Они поехали по первой, потом по второй, по третьей и дальше. Как положено на поминках, не чокаясь.
Они еще ничего не сказали друг другу, но оба уже все поняли. Дело в том, что в домашнем кабинете Ильи Ильича за деревянной панелью стены был вмонтирован бронированный сейф, где мэр всегда держал крупную сумму в долларах. Это были неучтенные деньги на случай непредвиденных взяток. Шифр они знали.
Глава 5
Второй день у бабы Гаши не было времени ни прилечь, ни присесть. Да какой уж тут отдых, поесть было некогда, чаю раза два попили с куском хлеба, вот и вся еда. Второй день баба Гаша хлопотала, как мышь в амбаре.
Нет, странные события в родном Марьинске не застали ее врасплох. Она точно знала, какие продукты ей надо запасать в первую очередь, какие – во вторую, а что может подождать хотя бы до послезавтра.
Баба Гаша до сих пор помнила, как начиналась война с германцем. А дома – две коробки спичек и полпачки соли. Не как у людей. Те, которые посмекалистей, почти всю войну прожили на подкожных запасах, успели вовремя. А вот они бедовали, конечно. И при Хрущеве Никите Сергеевиче, когда стоимость денег в десять раз уменьшили, кто оказался в выигрыше? Правильно, у кого мелочи было много, копеечки – они копеечками и остались, только стоить стали в десять раз дороже. Один мужик, сама слышала, на эти подорожавшие копеечки себе машину купил. Вот так-то умные люди живут. Запас карман не тянет, люди знают.

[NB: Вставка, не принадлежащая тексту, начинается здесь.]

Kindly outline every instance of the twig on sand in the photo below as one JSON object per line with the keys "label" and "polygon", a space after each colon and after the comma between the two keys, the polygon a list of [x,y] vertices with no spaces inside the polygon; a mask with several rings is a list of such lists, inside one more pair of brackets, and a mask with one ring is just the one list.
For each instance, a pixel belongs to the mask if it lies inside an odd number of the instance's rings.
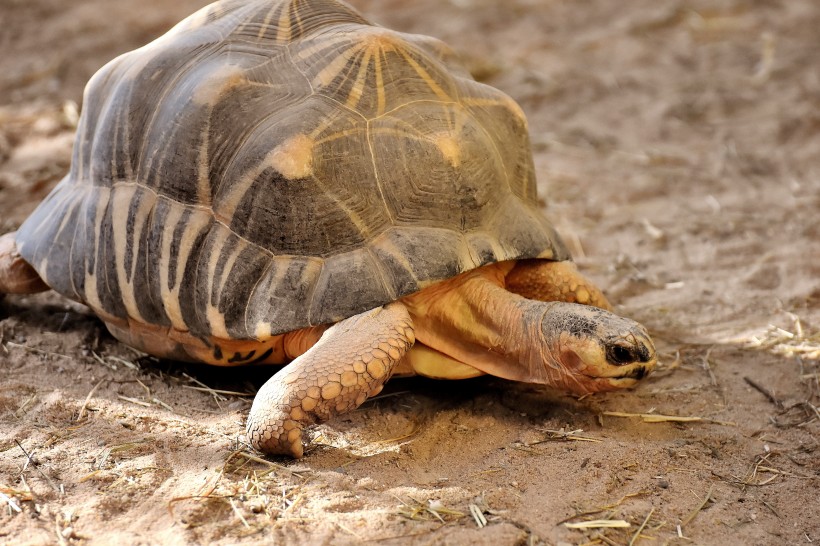
{"label": "twig on sand", "polygon": [[617,508],[618,506],[623,504],[626,499],[630,499],[632,497],[640,497],[641,495],[646,495],[647,493],[648,493],[647,491],[636,491],[635,493],[627,493],[626,495],[624,495],[623,497],[621,497],[620,499],[618,499],[617,501],[615,501],[611,504],[608,504],[606,506],[602,506],[600,508],[595,508],[593,510],[578,512],[575,515],[572,515],[568,518],[562,519],[556,525],[561,525],[562,523],[566,523],[569,520],[572,520],[572,519],[575,519],[575,518],[581,518],[581,517],[584,517],[584,516],[592,516],[594,514],[600,514],[601,512],[606,512],[607,510],[612,510],[613,508]]}
{"label": "twig on sand", "polygon": [[42,349],[38,349],[37,347],[29,347],[28,345],[22,345],[20,343],[14,343],[13,341],[7,341],[5,343],[6,347],[14,347],[16,349],[23,349],[24,351],[28,351],[30,353],[37,353],[39,355],[48,355],[48,356],[56,356],[57,358],[65,358],[67,360],[73,360],[73,357],[68,355],[62,355],[60,353],[52,353],[51,351],[44,351]]}
{"label": "twig on sand", "polygon": [[604,411],[602,415],[610,417],[640,417],[644,423],[714,423],[716,425],[725,425],[727,427],[736,427],[737,423],[731,421],[719,421],[717,419],[709,419],[708,417],[687,417],[679,415],[662,415],[660,413],[627,413],[624,411]]}
{"label": "twig on sand", "polygon": [[644,528],[646,527],[646,524],[647,524],[647,523],[649,523],[649,518],[651,518],[651,517],[652,517],[652,514],[653,514],[654,512],[655,512],[655,507],[653,506],[653,507],[652,507],[652,509],[651,509],[651,510],[649,510],[649,513],[648,513],[648,514],[646,515],[646,517],[644,518],[643,523],[641,523],[641,526],[640,526],[640,527],[638,527],[638,530],[637,530],[637,531],[635,531],[635,534],[634,534],[634,535],[632,535],[632,538],[631,538],[631,539],[630,539],[630,541],[629,541],[629,546],[634,546],[634,544],[638,541],[638,538],[641,536],[641,532],[642,532],[642,531],[644,530]]}
{"label": "twig on sand", "polygon": [[769,399],[769,402],[771,402],[772,404],[774,404],[774,405],[777,407],[777,409],[780,409],[780,410],[782,410],[782,409],[783,409],[783,402],[782,402],[779,398],[777,398],[777,397],[774,395],[774,393],[772,393],[772,391],[770,391],[769,389],[767,389],[767,388],[766,388],[766,387],[764,387],[763,385],[760,385],[759,383],[755,382],[755,381],[754,381],[752,378],[750,378],[750,377],[744,377],[744,378],[743,378],[743,380],[744,380],[746,383],[748,383],[748,384],[749,384],[749,386],[751,386],[751,387],[752,387],[752,388],[754,388],[756,391],[758,391],[760,394],[762,394],[763,396],[765,396],[766,398],[768,398],[768,399]]}
{"label": "twig on sand", "polygon": [[681,522],[682,527],[686,527],[687,525],[692,523],[692,520],[695,519],[695,517],[700,513],[700,511],[703,510],[704,507],[706,507],[706,504],[708,504],[708,502],[712,500],[712,489],[714,489],[714,486],[710,487],[709,491],[706,492],[706,498],[703,499],[703,502],[700,503],[694,510],[692,510],[692,512],[688,516],[686,516],[686,519],[684,519]]}
{"label": "twig on sand", "polygon": [[83,420],[83,416],[85,415],[85,408],[88,407],[88,403],[91,401],[91,397],[94,396],[94,393],[97,392],[97,389],[100,385],[102,385],[103,380],[100,379],[96,385],[89,391],[88,396],[85,397],[85,402],[83,402],[82,407],[80,408],[80,412],[77,414],[76,421],[79,423]]}
{"label": "twig on sand", "polygon": [[593,519],[578,523],[565,523],[567,529],[626,529],[632,524],[623,519]]}
{"label": "twig on sand", "polygon": [[16,440],[16,439],[14,440],[14,443],[16,443],[16,444],[17,444],[17,447],[19,447],[19,448],[20,448],[20,451],[22,451],[22,452],[23,452],[23,454],[26,456],[26,459],[27,459],[27,460],[26,460],[26,464],[23,466],[23,470],[25,470],[25,469],[26,469],[26,467],[28,467],[28,464],[29,464],[29,463],[31,463],[31,464],[32,464],[32,466],[34,466],[34,468],[37,470],[37,472],[39,472],[39,473],[40,473],[40,475],[41,475],[41,476],[43,476],[43,477],[46,479],[46,481],[48,482],[48,485],[50,485],[50,486],[51,486],[51,488],[52,488],[54,491],[56,491],[56,492],[58,492],[58,493],[62,493],[61,488],[57,487],[57,484],[56,484],[56,483],[54,483],[54,480],[52,480],[52,479],[51,479],[51,477],[50,477],[48,474],[46,474],[45,472],[43,472],[43,469],[42,469],[42,468],[40,468],[40,464],[39,464],[37,461],[35,461],[35,460],[34,460],[34,458],[32,457],[32,455],[31,455],[31,454],[29,454],[29,452],[28,452],[28,451],[26,451],[26,448],[24,448],[24,447],[23,447],[23,444],[21,444],[21,443],[19,442],[19,440]]}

Конечно, она тоже не сразу сообразила, что к чему. Когда соседский Димыч рассказал ей, как над его огородом полчаса кружилась Баба-Яга в ступе, она было не поверила. Решила, целится беспутный Димыч на ее самогонку, опять в долг небось, никак не наопохмеляется. Потом Ильинична рассказала, что видела на городской площади натурального трехголового змея. Рассказывала, огнем клокочет, хвостом острым по земле стучит и лапой когтистой по асфальту цок, цок, цок. Как петух перед курами, честное слово. Умереть от страха, не встать.
Тут баба Гаша засомневалась. Ильинична, конечно, баба тверезая, так ведь и на старуху найдется шкалик, как говаривал в таких случаях покойный муж Василий. А потом уж она и сама чуть не родила с перепугу. Когда увидела на собственном заборе мерзкую вертлявую тварь с рогами, зубами и вроде даже с хвостом. Вся зеленая, тиной пахнет, глазищами бесстыжими хлопает. Ну, чисто кикимора болотная. Тварь покривлялась, проскакала по острым штакетинам, швырнула в нее зеленым помидором и обругала матерно.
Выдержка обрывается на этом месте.